Developed by Ford Performance to pounce the desert at high speeds, the Ford Raptor needs no introduction. In off-roading, the only limiting factor of this racer truck disguised for the street is its size and weight. Interestingly, one would think the same when driving this truck in big cities.
To see how it is to live with in the city, I volunteered to spend a few days with the Raptor in downtown Boston.
Life in the city
At over 78-inches in height, the Raptor did not fit into my city garage, which has a maximum clearance of six feet and three inches. So the Raptor spent its nights in an outside parking lot. This is a good time to mention that the remote engine start has a very long range. On cold mornings, the Raptor is nice enough to remotely turn on the butt and steering wheel warmers for your frozen behind and freezing hands.
My next stop was an obvious one; the local Whole Foods on a Sunday morning. There was plenty of parking spots in the small lot, so I took up one and a half of them, further away from the entrance to the store. Everything was fine and dandy until the Raptor was upstaged, and probably out priced, by another vehicle that went on the same Whole Foods expedition.
On the inside
The cab of this SuperCrew Raptor is enormous. Those that haven’t been in a modern full-size truck, go drive one. The S-class has nothing on this. The front thrones will make even overly large people feel comfortable. The rear seat has more legroom than any other vehicle that I know of, including the LWB Range Rover. The fact that this vehicle was fitted with the luxury $9,365 802A package didn’t hurt things, either. That little check box on the order form adds heated and cooled front seats, upgraded lighting, all of the back-up and trailer assist goodies, and a nicely upgraded sound system, amongst many other things.
But there’s a problem. It came up on my weekly grocery run. I rolled out of the store with a shopping car packed with two dozen grocery bags. While all pickup trucks have large beds, only one has a trunk, and it’s not the Raptor. I could have just done something Clarkson-ian and put my groceries in the open bed, allowing them to roll around, possibly fall out, and then tell you how pickups suck. But I didn’t. Instead I raised the cushions of the rear seats, which yields a ton of floor space, and placed my groceries there. This would have been a problem if I had passengers.
On daddy duty
Being a parent means that you’re also a chauffeur. During my daughter’s 90-minute lacrosse practice I usually go to a coffee shop. I spend my time sitting in a small wooden chair, working on my laptop or watching something on my iPad. That didn’t happen when I had the Raptor. I got a thermos of coffee from home and made myself comfortable in the heated back seat. With my legs on the center console, I was very comfortable. Things would have been so much better if there was a fold-out table to rest my tablet on, but that’s asking a lot. Still, there were 12-volt, 120-volt, and USB sockets that allowed charging of just about anything.

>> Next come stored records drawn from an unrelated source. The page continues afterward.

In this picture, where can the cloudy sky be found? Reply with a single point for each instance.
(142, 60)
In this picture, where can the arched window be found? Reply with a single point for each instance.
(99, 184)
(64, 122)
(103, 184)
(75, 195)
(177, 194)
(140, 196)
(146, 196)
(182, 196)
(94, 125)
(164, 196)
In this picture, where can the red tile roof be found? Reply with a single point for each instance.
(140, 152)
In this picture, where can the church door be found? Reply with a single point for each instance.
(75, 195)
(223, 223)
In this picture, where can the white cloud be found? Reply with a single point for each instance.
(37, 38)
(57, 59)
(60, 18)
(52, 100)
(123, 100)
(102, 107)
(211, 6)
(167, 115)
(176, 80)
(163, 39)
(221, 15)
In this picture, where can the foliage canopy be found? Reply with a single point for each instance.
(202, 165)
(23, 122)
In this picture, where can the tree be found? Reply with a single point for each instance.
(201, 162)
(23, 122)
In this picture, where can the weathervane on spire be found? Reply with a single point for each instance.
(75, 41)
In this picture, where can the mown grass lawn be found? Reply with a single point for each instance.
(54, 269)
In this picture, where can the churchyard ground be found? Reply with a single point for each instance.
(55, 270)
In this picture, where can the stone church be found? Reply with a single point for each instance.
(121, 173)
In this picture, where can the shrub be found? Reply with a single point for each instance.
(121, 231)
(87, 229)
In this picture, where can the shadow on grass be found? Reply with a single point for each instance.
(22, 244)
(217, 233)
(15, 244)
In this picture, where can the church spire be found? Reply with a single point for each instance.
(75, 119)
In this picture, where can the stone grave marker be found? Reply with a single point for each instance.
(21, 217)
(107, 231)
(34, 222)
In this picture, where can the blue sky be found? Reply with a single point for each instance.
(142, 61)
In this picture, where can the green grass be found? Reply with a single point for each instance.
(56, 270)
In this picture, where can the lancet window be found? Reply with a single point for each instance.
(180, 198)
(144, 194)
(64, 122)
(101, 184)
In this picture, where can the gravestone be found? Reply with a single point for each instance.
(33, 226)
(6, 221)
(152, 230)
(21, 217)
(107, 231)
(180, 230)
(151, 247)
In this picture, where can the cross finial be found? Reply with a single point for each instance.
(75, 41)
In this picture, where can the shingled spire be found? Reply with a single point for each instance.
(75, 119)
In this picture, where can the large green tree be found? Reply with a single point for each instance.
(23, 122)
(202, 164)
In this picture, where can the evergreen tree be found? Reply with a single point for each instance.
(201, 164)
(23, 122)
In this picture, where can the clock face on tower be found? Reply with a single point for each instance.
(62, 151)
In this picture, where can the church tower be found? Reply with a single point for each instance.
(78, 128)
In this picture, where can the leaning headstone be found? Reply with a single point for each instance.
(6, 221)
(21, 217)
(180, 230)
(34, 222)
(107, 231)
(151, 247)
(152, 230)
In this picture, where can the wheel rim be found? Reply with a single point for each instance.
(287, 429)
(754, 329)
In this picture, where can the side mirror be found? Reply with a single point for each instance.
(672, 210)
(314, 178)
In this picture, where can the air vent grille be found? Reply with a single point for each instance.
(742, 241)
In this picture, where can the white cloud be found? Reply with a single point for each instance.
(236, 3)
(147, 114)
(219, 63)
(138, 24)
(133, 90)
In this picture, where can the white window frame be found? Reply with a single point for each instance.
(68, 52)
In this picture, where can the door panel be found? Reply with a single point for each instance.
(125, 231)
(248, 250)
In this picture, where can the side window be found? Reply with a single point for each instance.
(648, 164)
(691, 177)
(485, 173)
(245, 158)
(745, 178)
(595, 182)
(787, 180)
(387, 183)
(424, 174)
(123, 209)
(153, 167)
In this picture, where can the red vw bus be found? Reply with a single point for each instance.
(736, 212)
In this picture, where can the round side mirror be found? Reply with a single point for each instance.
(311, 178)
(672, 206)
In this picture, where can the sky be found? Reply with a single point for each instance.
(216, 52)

The roads around Boston in these late-winter times, and any other time really, are filled with potholes. There are many of them and some are huge. The city does a decent job filling the biggest ones but new ones are created seemingly overnight. The great news is that in the Raptor you won’t give a shit about any potholes. Those meaty 35-inch BFGoodrich KO2s suspended on new-and-improved-for-2019 Fox shocks will just power over any pothole with authority. One could say that driving around Boston is like an off-road race and the Raptor is the best vehicle for it.
This boy is w i d e
The Raptor is over 86-inches wide. That is so wide that is requires the federally mandated clearance lights. This width, at least at first, can be intimating to the driver and traffic lanes and old city streets will seem far more narrow than you remember. The good news is that the seat can be adjusted very high and the large, low windows provide excellent visibility. The ability to see over even large SUVs will make you grin.
Street parking requires patience and luck. Luck is needed to find a spot big enough and patience is required to fit this big, wide beast into those spots. When I parked behind a Jeep Wrangler, the Raptor seemed a foot wider, because it is. For those who frequently park in tight places, it’s best to opt for the package that has 360-degree cameras.
Despite its purpose, most Raptors will be never experience their intended destination and use. And that is perfectly fine if slightly sad. But the current state of our roads will sure as heck give the Raptor’s suspension and tires a workout. Having 450-horsepower on tap doesn’t hurt, either. On the open highway the Raptor is a smooth cruiser that can switch lanes like a sport sedan. Sometime ago I said that the Raptor would be the first vehicle I’d buy after winning a lottery. After living with this monster for a week I stand by that statement more than ever. It’s an absolutely amazing vehicle, even if you live in the big city.
[Disclaimer: Ford tossed us the keys to the Raptor and included a tank of fuel.]